Attack Surface Management

The computing world is constantly throwing up new buzz words.  Attack Surface Management is like many of these novel terms.  It is not a completely new concept but a mix of existing ideas with some new ones branded as an all-in-one service.

The theory behind Attack Service Management is to look at system vulnerabilities from the point of view of a potential attacker and hence to minimise their risk of exposure.  External Attack Surface Management is a sub-set or extension of the concept which concentrates on external devices in addition to vulnerabilities through social media or inadequate staff training.  Although there are statistics showing that with an increase in home working and the use of cloud services the potential attack surface itself is expanding these tend to come from vendors promoting Attack Service Management.  We can only infer that the problem and its exploitation by hackers is increasing.
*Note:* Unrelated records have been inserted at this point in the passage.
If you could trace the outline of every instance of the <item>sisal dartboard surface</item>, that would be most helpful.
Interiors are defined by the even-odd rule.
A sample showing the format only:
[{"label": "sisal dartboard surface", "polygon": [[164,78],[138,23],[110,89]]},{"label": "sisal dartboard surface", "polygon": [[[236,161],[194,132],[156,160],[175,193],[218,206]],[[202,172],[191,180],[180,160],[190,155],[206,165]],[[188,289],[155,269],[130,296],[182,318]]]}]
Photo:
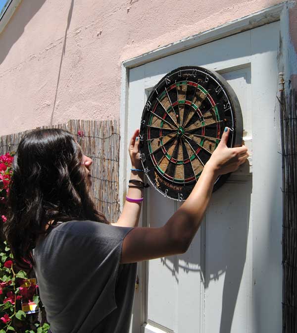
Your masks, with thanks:
[{"label": "sisal dartboard surface", "polygon": [[[240,105],[220,74],[194,66],[166,74],[154,87],[142,116],[140,150],[149,182],[165,196],[186,200],[225,126],[231,129],[228,147],[241,146]],[[214,190],[228,175],[218,178]]]}]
The first step is to determine what is the ‘attack surface’ by performing an audit of hardware that is connected to the Internet.  This would show up previously unknown and uncontrolled assets; Shadow IT devices.  Vulnerabilities will also extend to cloud based services upon which the user only has limited control.  Another potential threat surface could be through vendors, suppliers and other linked businesses who may share access to data.  The latter could be particularly vulnerable where systems are poorly integrated or new systems have been introduced following recent takeovers, mergers or collaborations.  Discovered assets could be categorised as:

  • Known assets
  • Abandoned assets
  • Unknown assets
  • Impersonating assets
  • 3rd party assets

As more devices are added or changed it becomes more difficult to map the attack surface.  Machines will be powered up and down, software installed and updated.  Any scanning and remediation process needs to be a continuous activity to keep up with the state of the network.

Having identified possible points of attack these will be rated according to their vulnerability and steps identified to reduce this.  The Attack Surface Management approach is to consider how a hacker might gain access to systems and mimic technologies that they would use. Remedies might include patching, retiring unused software and hardware or updating policies and trading regimes.  Although the Attack Surface Management system can identify and prioritise issues it will only be as good as the willingness of the system owners to work with its recommendations.

Several cloud-based services offer an integrated solution with dashboards and summary reporting tools.  This is generally as a software as a service model where the costs and benefits need to be weighed before making a choice of vendor.  Some existing roles such as hardware and software inventories will be partly duplicated but this should not be seen as an excuse to discontinue them.  The Attack Surface Management solution will use some degree of Artificial Intelligence or Machine Learning and needs training to its new environment.  The risk of false positives will also be minimised by maintaining existing solutions until it is absolutely certain that any redundant services can be discontinued and that their data is safely archived.